Merge pull request #7303 from erictune/kube_env3

kube-proxy uses token to access port 443 of apiserver

cluster/gce/util.sh

@@ -473,6 +473,7 @@ DNS_SERVER_IP: $(yaml-quote ${DNS_SERVER_IP:-})
 DNS_DOMAIN: $(yaml-quote ${DNS_DOMAIN:-})
 KUBE_BEARER_TOKEN: $(yaml-quote ${KUBE_BEARER_TOKEN})
 KUBELET_TOKEN: $(yaml-quote ${KUBELET_TOKEN:-})
+KUBE_PROXY_TOKEN: $(yaml-quote ${KUBE_PROXY_TOKEN:-})

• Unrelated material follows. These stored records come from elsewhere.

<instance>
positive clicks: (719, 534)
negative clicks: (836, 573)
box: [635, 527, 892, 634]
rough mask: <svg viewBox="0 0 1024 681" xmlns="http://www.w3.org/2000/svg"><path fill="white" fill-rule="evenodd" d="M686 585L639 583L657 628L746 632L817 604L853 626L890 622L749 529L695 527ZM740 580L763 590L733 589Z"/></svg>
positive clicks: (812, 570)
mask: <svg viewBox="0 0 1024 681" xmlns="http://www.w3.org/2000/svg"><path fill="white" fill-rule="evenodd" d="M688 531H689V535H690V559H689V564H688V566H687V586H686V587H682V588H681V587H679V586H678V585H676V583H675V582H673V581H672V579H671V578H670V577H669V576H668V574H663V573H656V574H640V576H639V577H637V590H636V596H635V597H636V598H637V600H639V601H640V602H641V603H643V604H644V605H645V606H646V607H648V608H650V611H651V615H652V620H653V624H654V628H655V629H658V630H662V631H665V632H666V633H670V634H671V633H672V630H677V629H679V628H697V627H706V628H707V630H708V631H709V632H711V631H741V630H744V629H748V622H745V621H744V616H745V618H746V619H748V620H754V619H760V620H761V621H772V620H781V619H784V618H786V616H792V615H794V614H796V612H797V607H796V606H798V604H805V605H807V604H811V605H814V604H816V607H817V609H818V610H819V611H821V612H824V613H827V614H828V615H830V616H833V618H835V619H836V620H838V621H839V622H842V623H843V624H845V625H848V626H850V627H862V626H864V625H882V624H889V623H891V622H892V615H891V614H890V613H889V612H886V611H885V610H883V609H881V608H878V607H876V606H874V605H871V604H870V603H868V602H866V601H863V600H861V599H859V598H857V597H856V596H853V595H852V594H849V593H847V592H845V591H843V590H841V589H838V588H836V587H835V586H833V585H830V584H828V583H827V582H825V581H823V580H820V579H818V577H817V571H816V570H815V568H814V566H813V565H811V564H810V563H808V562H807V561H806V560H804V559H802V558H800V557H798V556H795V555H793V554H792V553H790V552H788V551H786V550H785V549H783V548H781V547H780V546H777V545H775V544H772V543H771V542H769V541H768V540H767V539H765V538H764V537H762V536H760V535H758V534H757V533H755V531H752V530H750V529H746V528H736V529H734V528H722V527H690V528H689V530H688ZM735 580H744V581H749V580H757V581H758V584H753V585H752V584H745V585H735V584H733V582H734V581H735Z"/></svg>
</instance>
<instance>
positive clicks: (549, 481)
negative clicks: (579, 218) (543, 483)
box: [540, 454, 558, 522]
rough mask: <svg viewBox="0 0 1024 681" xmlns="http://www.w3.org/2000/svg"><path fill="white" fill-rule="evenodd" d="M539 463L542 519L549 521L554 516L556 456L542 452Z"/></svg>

 ADMISSION_CONTROL: $(yaml-quote ${ADMISSION_CONTROL:-})
 MASTER_IP_RANGE: $(yaml-quote ${MASTER_IP_RANGE})
 EOF
@@ -587,6 +588,7 @@ function kube-up {
   # computer) can forget it later. This should disappear with
   # https://github.com/GoogleCloudPlatform/kubernetes/issues/3168
   KUBELET_TOKEN=$(dd if=/dev/urandom bs=128 count=1 2>/dev/null | base64 | tr -d "=+/" | dd bs=32 count=1 2>/dev/null)

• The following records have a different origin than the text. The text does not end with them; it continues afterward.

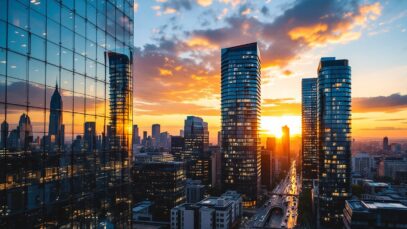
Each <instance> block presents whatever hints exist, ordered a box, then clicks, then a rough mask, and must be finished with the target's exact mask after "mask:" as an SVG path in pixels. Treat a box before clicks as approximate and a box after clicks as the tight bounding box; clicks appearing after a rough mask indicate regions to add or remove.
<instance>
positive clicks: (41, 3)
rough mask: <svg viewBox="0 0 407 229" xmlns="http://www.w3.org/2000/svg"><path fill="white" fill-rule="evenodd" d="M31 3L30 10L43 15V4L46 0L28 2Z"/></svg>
mask: <svg viewBox="0 0 407 229" xmlns="http://www.w3.org/2000/svg"><path fill="white" fill-rule="evenodd" d="M30 2H31V9H34V10H35V11H37V12H39V13H41V14H43V15H45V8H46V7H45V4H46V2H47V1H46V0H35V1H30Z"/></svg>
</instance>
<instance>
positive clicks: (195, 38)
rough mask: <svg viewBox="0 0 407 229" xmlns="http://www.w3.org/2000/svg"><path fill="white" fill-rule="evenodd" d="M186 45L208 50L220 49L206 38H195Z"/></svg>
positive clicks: (190, 40)
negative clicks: (207, 49) (208, 49)
mask: <svg viewBox="0 0 407 229" xmlns="http://www.w3.org/2000/svg"><path fill="white" fill-rule="evenodd" d="M186 44H187V45H188V46H189V47H191V48H205V49H206V48H207V49H218V48H219V47H218V46H217V45H215V44H212V43H211V42H210V41H209V40H208V39H206V38H204V37H199V36H194V37H192V38H190V39H189V40H187V41H186Z"/></svg>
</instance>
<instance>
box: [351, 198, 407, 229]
mask: <svg viewBox="0 0 407 229" xmlns="http://www.w3.org/2000/svg"><path fill="white" fill-rule="evenodd" d="M343 223H344V228H346V229H365V228H370V229H387V228H407V206H406V205H404V204H402V203H400V202H396V201H392V202H379V201H361V200H346V203H345V209H344V217H343Z"/></svg>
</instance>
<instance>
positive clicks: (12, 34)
mask: <svg viewBox="0 0 407 229" xmlns="http://www.w3.org/2000/svg"><path fill="white" fill-rule="evenodd" d="M8 28H9V29H8V48H9V49H11V50H13V51H15V52H19V53H21V54H27V51H28V33H27V32H26V31H25V30H23V29H20V28H17V27H15V26H12V25H10V26H9V27H8Z"/></svg>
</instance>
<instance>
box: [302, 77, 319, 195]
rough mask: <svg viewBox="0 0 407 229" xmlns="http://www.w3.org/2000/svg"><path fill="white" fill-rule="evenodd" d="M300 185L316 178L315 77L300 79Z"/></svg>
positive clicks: (316, 172) (316, 140)
mask: <svg viewBox="0 0 407 229" xmlns="http://www.w3.org/2000/svg"><path fill="white" fill-rule="evenodd" d="M301 112H302V116H301V118H302V150H301V151H302V187H303V188H304V189H307V190H311V188H312V180H314V179H317V178H318V138H317V78H305V79H302V107H301Z"/></svg>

+  KUBE_PROXY_TOKEN=$(dd if=/dev/urandom bs=128 count=1 2>/dev/null | base64 | tr -d "=+/" | dd bs=32 count=1 2>/dev/null)
 
   # Reserve the master's IP so that it can later be transferred to another VM
   # without disrupting the kubelets. IPs are associated with regions, not zones,
@@ -824,7 +826,7 @@ function kube-push {
   # node-kube-env. This isn't important until the node-ip-range issue
   # is solved (because that's blocking automatic dynamic nodes from
   # working). The node-kube-env has to be composed with the KUBELET_TOKEN
-  # Ideally we would have
+  # and KUBE_PROXY_TOKEN.  Ideally we would have
   # https://github.com/GoogleCloudPlatform/kubernetes/issues/3168
   # implemented before then, though, so avoiding this mess until then.